Przez całą sobotę i niedzielę na antenie radiowej Jedynki spotykamy się z Anitą Lipnicką. O swojej karierze piosenkarka opowiada Zbigniewowi Zeglerowi.
Anita Lipnicka przyznała, z muzyką związała się już w dzieciństwie. Na zdjęciach z tamtego okresu często występuje z mikrofonem. Jak stwierdziła, wydawało jej się, że to magiczny przedmiot. - Bierzesz go do ręki i nagle jesteś słyszalny - powiedziała piosenkarka. Później, bo jako nastolatka, śpiewała ze swoim rockowym zespołem "Certyfikado". - Byłam ostrzyżona na łyso, nosiłam czarne glany, śpiewałam ciężkie piosenki - przyznała Lipnicka.
Przełom nastąpił po jednym z koncertów w Piotrkowie Trybunalskim, gdzie "Certyfikado" był supportem przed zespołem "Wilki". Anitę Lipnicką zauważył dziennikarz Radia Łódź. Miał powiedzieć, że dobrze śpiewa, tylko ma dziwny zespół. - Obraziłam się. Długo nie odbierałam od niego telefonów - przyznała Lipnicka. Tym dziennikarzem był Maciej Pilarczyk, który do dziś jest menadżerem zespołu Myslovitz. Poznał Lipnicką z muzykami zespołu Varius Manx, którzy mieli na swoim koncie dwie instrumentalne płyty.

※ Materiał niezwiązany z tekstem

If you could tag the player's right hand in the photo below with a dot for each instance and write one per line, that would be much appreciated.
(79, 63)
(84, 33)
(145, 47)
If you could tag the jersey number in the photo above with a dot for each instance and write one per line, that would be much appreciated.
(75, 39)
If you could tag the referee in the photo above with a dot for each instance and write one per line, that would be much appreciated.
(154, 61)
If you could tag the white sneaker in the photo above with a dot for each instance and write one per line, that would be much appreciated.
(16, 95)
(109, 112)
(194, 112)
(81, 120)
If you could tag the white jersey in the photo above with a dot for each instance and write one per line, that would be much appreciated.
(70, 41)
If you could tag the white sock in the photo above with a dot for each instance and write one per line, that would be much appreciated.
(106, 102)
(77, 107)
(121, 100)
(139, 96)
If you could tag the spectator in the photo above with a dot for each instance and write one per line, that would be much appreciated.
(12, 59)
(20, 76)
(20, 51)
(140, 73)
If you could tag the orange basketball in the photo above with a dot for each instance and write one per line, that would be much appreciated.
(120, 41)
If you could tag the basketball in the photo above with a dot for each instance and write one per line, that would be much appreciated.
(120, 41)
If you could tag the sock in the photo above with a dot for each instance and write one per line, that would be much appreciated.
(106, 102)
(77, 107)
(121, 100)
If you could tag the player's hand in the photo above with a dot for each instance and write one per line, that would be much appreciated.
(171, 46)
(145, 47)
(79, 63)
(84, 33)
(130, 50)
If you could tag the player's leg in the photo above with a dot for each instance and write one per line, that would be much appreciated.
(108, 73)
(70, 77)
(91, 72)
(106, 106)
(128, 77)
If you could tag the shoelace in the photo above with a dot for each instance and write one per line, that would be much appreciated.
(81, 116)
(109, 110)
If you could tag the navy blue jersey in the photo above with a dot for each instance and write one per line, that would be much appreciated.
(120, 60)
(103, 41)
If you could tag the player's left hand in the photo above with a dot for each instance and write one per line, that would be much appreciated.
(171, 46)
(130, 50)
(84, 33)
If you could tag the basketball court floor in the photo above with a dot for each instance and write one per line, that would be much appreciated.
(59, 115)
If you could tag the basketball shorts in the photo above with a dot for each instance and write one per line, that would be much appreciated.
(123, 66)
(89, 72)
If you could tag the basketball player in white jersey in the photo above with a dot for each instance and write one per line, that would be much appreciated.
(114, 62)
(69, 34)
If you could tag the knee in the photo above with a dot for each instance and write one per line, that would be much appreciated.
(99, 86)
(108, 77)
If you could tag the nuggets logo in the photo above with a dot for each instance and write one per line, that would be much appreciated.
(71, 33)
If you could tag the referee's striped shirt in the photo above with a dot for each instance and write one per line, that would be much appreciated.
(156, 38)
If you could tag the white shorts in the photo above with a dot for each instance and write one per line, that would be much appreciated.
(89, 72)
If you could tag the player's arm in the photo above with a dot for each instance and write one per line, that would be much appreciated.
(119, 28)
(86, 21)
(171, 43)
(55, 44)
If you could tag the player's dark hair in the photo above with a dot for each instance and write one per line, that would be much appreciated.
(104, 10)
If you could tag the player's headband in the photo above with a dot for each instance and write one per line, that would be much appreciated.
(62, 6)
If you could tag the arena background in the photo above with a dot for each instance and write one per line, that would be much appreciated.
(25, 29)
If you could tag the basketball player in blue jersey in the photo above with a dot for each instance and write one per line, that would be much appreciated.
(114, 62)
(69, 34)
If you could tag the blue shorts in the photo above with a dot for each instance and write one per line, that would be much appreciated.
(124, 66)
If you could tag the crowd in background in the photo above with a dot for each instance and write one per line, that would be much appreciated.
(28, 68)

Lipnicka i Varius Manx nagrali na początek trzy piosenki. - Szybko zrozumieliśmy, że mój głos pomaga ich muzyce - powiedziała piosenkarka. Ona sama poczuła też, że ma do czynienia z zawodowymi muzykami. Ich pierwsza płyta pt. "Emu" okazała się wielkim sukcesem. - Z nikomu nieznanej dziewczyny, która chodzi do liceum, stałam się najbardziej znaną postacią w moim mieście. Nie mogłam przejść przez ulicę, żeby nie być zaczepioną - powiedziała Lipnicka.